How to Run a Successful Campaign with Personalized Videos

This article was written by Maria Harutyunyan from Loopex Digital.

On average, only 8.5% of cold outreach emails get responses. This means that most cold outreach attempts fail or don’t convert.

Still, it’s possible to significantly exceed the industry average if you are very strategic about your campaign.

The cold outreach campaign we started as part of our sales strategy demonstrates exactly that!

We ended up with a 46% open rate and a 21% reply rate.

Our tactic was to reach out to relatively few but highly targeted prospects - 3000 websites.

And our secret sauce was the personalized videos we made for each prospect.


As a result, I received countless emails from the prospects stating they chose us over large agencies.

As you can see from their feedback, the prospects, many of whom became my clients, loved my offer!

Example of a reply I received to my cold email campaign
Example of a reply I received to my video outreach
Screenshot of a reply I received to one of my cold emails
A reply I received to one of my prospecting videos


In this article, I’ll share practical tips on making your cold outreach stand out step by step based on my experience.

Step 1. Define your audience

Defining your target audience is a crucial step you need to take at the beginning of the campaign.

Ask yourself the following questions:

  • What sets my audience apart?  
  • What are their needs?  
  • What do I have to offer?

What companies you want to contact mainly depends on the products or services you provide (SEO, Development, Engineering, etc.)

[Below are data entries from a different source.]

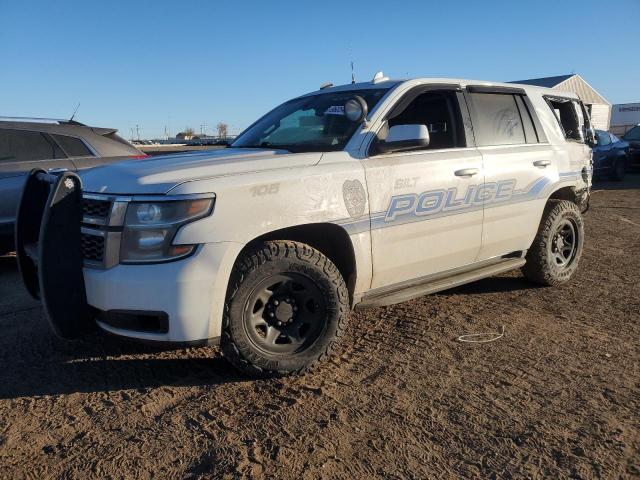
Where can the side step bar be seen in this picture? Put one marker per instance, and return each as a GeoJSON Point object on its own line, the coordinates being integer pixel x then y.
{"type": "Point", "coordinates": [49, 249]}
{"type": "Point", "coordinates": [436, 283]}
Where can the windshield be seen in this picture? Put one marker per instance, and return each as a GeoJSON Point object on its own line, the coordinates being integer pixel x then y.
{"type": "Point", "coordinates": [308, 124]}
{"type": "Point", "coordinates": [633, 134]}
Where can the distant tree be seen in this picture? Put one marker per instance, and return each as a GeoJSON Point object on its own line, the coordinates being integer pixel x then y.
{"type": "Point", "coordinates": [222, 129]}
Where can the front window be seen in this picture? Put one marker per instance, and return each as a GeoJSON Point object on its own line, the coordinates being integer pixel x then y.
{"type": "Point", "coordinates": [315, 123]}
{"type": "Point", "coordinates": [633, 134]}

Here are some factors you should consider when defining your audience for cold outreach:

  • Industry: Target companies in industries that could benefit from your products or services.
  • Company size: Look for companies that are of an appropriate size for your products or services.
  • Location: Consider where your target prospects are located. You may want to focus on companies in your local area or expand your outreach to other regions or countries if you have the capability to serve them.
  • Business goals: Look for companies interested in improving the aspect of their business you can help with.
  • Pain points: Consider pain points to capture attention and demonstrate how your product or service can solve your audience's problems.
  • In-house team: Check on LinkedIn if the company has an internal team providing the same services as you. If so, they will most likely turn down the offer to capitalize on their existing team.

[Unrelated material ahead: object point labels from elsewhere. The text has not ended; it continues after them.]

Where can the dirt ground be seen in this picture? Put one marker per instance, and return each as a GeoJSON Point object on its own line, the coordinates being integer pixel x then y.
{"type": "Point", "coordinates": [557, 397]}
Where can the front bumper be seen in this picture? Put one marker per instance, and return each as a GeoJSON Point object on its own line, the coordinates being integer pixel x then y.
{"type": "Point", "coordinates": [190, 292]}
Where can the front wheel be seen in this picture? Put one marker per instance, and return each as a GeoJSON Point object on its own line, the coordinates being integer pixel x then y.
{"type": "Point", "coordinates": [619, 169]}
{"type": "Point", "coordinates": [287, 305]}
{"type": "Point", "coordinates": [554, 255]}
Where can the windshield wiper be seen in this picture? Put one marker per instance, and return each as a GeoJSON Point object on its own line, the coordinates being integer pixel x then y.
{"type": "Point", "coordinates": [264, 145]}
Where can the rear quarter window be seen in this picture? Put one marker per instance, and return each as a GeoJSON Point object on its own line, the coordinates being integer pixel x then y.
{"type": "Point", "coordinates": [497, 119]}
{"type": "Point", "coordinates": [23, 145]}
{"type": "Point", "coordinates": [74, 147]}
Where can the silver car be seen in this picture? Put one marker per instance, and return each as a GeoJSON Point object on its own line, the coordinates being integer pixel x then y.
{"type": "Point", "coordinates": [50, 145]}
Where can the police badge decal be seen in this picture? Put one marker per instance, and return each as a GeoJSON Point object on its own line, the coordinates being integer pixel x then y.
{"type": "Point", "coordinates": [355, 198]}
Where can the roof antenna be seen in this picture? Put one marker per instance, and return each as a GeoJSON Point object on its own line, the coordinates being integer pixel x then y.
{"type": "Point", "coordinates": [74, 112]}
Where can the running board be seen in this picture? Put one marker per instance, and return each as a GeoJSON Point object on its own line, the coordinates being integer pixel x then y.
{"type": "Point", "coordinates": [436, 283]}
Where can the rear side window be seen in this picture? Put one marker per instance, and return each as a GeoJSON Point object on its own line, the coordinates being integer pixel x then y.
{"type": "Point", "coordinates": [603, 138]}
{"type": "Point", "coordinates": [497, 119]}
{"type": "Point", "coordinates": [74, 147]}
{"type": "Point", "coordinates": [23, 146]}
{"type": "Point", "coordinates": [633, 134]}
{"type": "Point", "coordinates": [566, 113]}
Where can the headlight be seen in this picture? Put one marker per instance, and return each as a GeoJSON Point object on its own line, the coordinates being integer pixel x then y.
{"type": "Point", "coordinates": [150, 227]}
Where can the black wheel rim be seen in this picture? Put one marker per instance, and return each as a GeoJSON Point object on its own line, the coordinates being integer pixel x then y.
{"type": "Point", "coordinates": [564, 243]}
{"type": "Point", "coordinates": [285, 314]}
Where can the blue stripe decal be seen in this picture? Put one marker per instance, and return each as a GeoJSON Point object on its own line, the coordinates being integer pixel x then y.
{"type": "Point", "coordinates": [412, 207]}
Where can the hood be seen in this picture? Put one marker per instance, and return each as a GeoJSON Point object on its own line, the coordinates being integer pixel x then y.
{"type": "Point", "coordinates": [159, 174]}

For example, for an SEO company like Loopex Digital, Shopify beauty stores that generate 10K+ organic traffic and use Klaviyo as their e-mail marketing provider may be an excellent target to consider.

Why?

Because a website generating 10K organic traffic monthly is likely to have a consistent revenue stream that would enable them to afford our services.

On top of that, we already have a successful, put-together case study to show them as an example.

Step 2. Define your offer

Now it is time to define your offer. Here are the steps you need to take to define your offer correctly:

  • Conduct market research: Research your target audience to determine their pain points and the services they may need to generate more revenue.
  • Analyze competition: Check what services your competitors are offering and see if there is a gap in the market that you can fill.
  • Provide a solution: Bring your best to the table. Pick your most efficient and working service.
  • Be generous: Offer a free consulting or trial, a big discount on your services, etc. Apply the low–cost–high–value principle.
  • Be flexible: Consider negotiating certain elements of your offer to make it more attractive to your prospects.

For example, as an SEO company, we could offer a technical audit, content audit, or link building for e-commerce sites as a limited offer with a 40% discount.

A technical audit that we offer to e-commerce stores may reveal huge problems like poor speed, security, and indexation issues which can cause a website traffic loss, bad user experience, etc.

Step 3. Qualify prospects

Once you’ve defined your target audience and offer, you should start prospect qualification.

So, how do you pick the most relevant and valuable prospects?

To continue using the example above, for us, the ideal prospect would be:

  • Shopify e-commerce websites
  • Organic traffic from 10K-30K
  • Organic Traffic from the US, UK, AU, CA
  • 30+ Domain Rating
  • Good UI/UX design

You can use tools like Ahrefs and BuiltWith to collect lists of target websites.

Option 1: Use Ahrefs for Prospecting

Here’s how it can be done with Ahrefs.

  • Go to Content Explorer
  • Fill in the field with the type of websites that you want to find
  • Filter by Type (e-commerce), Language, Traffic, etc.

In this example, the targets are e-commerce websites selling shoes in the UK, with 10K-30K monthly traffic.

Screenshot of Ahrefs' content explorer featuring the filters I use

Export the list of websites and start filtering out those that don’t fit your requirements.

After that, manually check what’s left and ensure those are your targets with the initially defined metrics.

Option 2: Use BuiltWith for prospecting

If you want to target websites using a certain CMS, you can use BuiltWith.

Let’s say you’re looking for e-commerce websites in the US that use Shopify.

  • Type in the specific CMS and country and press Lookup (f.e. Shopify websites in the US)
  • Only keep the following data and get rid of the rest (Tech Spend, Company, Vertical, Page Ranking, Emails, Facebook, Linkedin, Country, Last Indexed...)
  • Download the full list and filter the data and paste it into a Google Sheet doc.